Leveraging the potential of modern breeding methods – the Green Deal?
Innovation through plant breeding not only improves the quality of harvests, it can also counteract the loss of biodiversity. Plants can be modified within a few years, especially with the help of new breeding methods, so they have higher yields while needing less fertilizer and fewer pesticides because they make better use of soil nutrients and have greater resilience to disease, pests and extreme weather. Against the background of continuing population growth, climate change and EU targets such as the Green Deal and the associated Farm-to-Fork strategy, KWS regards it as wrong to not leverage the potential of modern plant biotechnology. The European agricultural industry has to expect production losses of more than 23 percent, if, for example, the EU strategies Farm-to-Fork and Biodiversity are fully implemented by 2030 – a figure that will also noticeably impact the world’s agricultural markets.
European Green Deal
This is the EU target for climate neutrality by 2050. The Farm-to-Fork strategy is at the heart of the Green Deal. With the Farm-to-Fork strategy measures, nutrition – and all stops along the way, from the farm to the consumer’s fork – are to be sustainably structured. The aim: To preserve natural resources, such as water, soil and the air we breathe, and to guarantee animal welfare.
KWS background
What would the world be like without modern plant breeding?

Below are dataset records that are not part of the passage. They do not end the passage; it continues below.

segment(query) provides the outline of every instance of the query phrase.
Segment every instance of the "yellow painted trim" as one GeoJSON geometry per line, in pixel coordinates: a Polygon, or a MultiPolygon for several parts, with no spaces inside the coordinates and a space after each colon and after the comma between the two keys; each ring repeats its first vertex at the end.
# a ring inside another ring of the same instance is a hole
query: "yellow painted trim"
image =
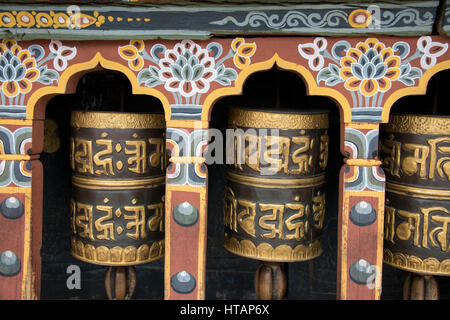
{"type": "Polygon", "coordinates": [[[375,159],[344,159],[344,162],[348,166],[358,166],[358,167],[381,166],[381,161],[375,159]]]}
{"type": "MultiPolygon", "coordinates": [[[[342,175],[344,173],[342,172],[342,175]]],[[[343,179],[344,180],[344,179],[343,179]]],[[[345,184],[345,181],[343,185],[345,184]]],[[[342,220],[341,220],[341,255],[338,259],[341,259],[341,275],[340,275],[340,300],[347,299],[347,240],[348,240],[348,222],[349,222],[349,194],[345,192],[343,185],[340,187],[340,197],[342,198],[342,220]]]]}
{"type": "Polygon", "coordinates": [[[419,80],[419,84],[414,87],[402,88],[397,91],[394,91],[384,103],[383,111],[381,112],[381,122],[387,123],[389,122],[389,114],[391,112],[391,108],[393,104],[400,98],[408,95],[421,95],[427,93],[428,81],[430,81],[431,77],[436,73],[450,69],[450,60],[442,61],[430,69],[426,70],[422,77],[419,80]]]}
{"type": "Polygon", "coordinates": [[[272,58],[266,61],[258,62],[255,64],[251,64],[245,69],[243,69],[239,74],[238,78],[235,81],[234,87],[226,87],[226,88],[220,88],[217,90],[214,90],[211,92],[205,99],[203,103],[203,109],[202,109],[202,115],[201,119],[203,121],[209,121],[209,115],[210,110],[216,102],[217,99],[230,96],[230,95],[239,95],[242,93],[242,88],[244,86],[245,80],[255,72],[263,71],[263,70],[269,70],[274,65],[277,65],[280,69],[283,70],[289,70],[289,71],[295,71],[303,78],[306,84],[306,93],[308,95],[319,95],[319,96],[327,96],[331,97],[334,100],[336,100],[338,106],[342,110],[343,119],[341,121],[343,122],[351,122],[352,121],[352,113],[350,104],[347,100],[347,98],[340,93],[336,89],[332,88],[326,88],[326,87],[319,87],[316,83],[316,79],[311,74],[311,71],[307,69],[306,67],[294,63],[286,61],[280,56],[275,53],[272,58]]]}
{"type": "Polygon", "coordinates": [[[0,119],[0,125],[13,125],[13,126],[32,126],[33,120],[27,119],[0,119]]]}
{"type": "Polygon", "coordinates": [[[345,124],[345,128],[374,130],[379,129],[379,123],[350,122],[345,124]]]}
{"type": "Polygon", "coordinates": [[[198,229],[198,269],[197,269],[197,299],[204,300],[205,299],[205,277],[206,277],[206,219],[208,215],[208,206],[207,206],[207,188],[201,187],[198,188],[198,192],[200,193],[200,208],[199,208],[199,229],[198,229]]]}
{"type": "Polygon", "coordinates": [[[194,128],[194,129],[208,129],[209,121],[202,120],[167,120],[167,128],[194,128]]]}
{"type": "Polygon", "coordinates": [[[125,74],[125,76],[131,83],[133,94],[145,94],[158,98],[163,105],[166,120],[170,119],[171,114],[170,103],[169,100],[161,91],[158,91],[153,88],[139,86],[136,74],[133,71],[131,71],[128,67],[118,62],[103,58],[100,52],[97,52],[91,60],[74,64],[68,67],[66,70],[64,70],[60,76],[57,86],[45,86],[33,92],[33,94],[31,95],[31,97],[28,99],[27,102],[27,116],[26,116],[27,119],[34,118],[34,108],[39,99],[41,99],[46,95],[64,94],[66,92],[67,83],[74,74],[82,71],[92,70],[98,65],[102,66],[105,69],[116,70],[125,74]]]}
{"type": "Polygon", "coordinates": [[[33,290],[30,290],[33,287],[33,284],[31,283],[33,277],[29,274],[32,270],[28,270],[29,268],[31,269],[31,210],[31,192],[27,192],[25,194],[25,229],[23,232],[25,239],[23,243],[22,300],[31,300],[33,294],[33,290]]]}
{"type": "Polygon", "coordinates": [[[170,157],[172,163],[196,163],[201,164],[206,161],[204,157],[170,157]]]}
{"type": "Polygon", "coordinates": [[[378,196],[378,210],[377,210],[377,274],[375,278],[375,300],[380,300],[381,286],[383,281],[383,242],[384,242],[384,192],[380,192],[378,196]]]}
{"type": "Polygon", "coordinates": [[[0,194],[13,194],[13,193],[24,193],[31,197],[31,186],[30,187],[1,187],[0,194]]]}
{"type": "Polygon", "coordinates": [[[0,153],[0,161],[29,161],[31,156],[28,154],[5,154],[0,153]]]}
{"type": "Polygon", "coordinates": [[[165,193],[165,232],[164,232],[164,299],[170,300],[170,218],[172,216],[172,190],[170,190],[169,186],[166,184],[166,193],[165,193]],[[169,205],[168,205],[169,204],[169,205]]]}

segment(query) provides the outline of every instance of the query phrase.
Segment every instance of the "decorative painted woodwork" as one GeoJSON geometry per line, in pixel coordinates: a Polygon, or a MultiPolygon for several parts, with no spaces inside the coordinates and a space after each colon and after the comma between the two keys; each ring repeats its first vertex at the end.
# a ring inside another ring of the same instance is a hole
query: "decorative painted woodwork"
{"type": "Polygon", "coordinates": [[[0,28],[5,29],[5,35],[24,39],[71,40],[83,36],[100,40],[208,39],[236,31],[245,36],[279,33],[423,35],[432,31],[438,3],[353,1],[311,5],[297,1],[287,7],[276,1],[261,6],[246,2],[219,6],[210,1],[208,4],[177,2],[177,6],[142,7],[123,3],[121,6],[3,4],[0,28]]]}
{"type": "Polygon", "coordinates": [[[450,68],[448,1],[441,14],[437,1],[380,3],[379,12],[360,2],[159,3],[80,5],[78,15],[51,1],[0,7],[0,298],[39,298],[46,103],[104,68],[122,72],[133,93],[155,96],[164,107],[165,298],[204,299],[211,110],[218,99],[239,95],[251,74],[276,65],[301,76],[308,95],[339,107],[345,165],[337,295],[378,299],[385,224],[379,123],[388,122],[395,101],[424,94],[430,78],[450,68]],[[441,35],[429,35],[433,24],[441,35]]]}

Over the last 20 years, breeding has helped increase annual yields by 1.16 percent on average.
Without European plant breeding for important field crops, the global agricultural industry would have had to expand cultivated farming land by more than 21.5 million hectares since 2000. This corresponds to an area about five times the size of Switzerland.
Thanks to plant breeding activities, the level of biodiversity that has been maintained since 2000 is equal to the abundance of species found in 8.3 million hectares of rain forest and savannas in Brazil.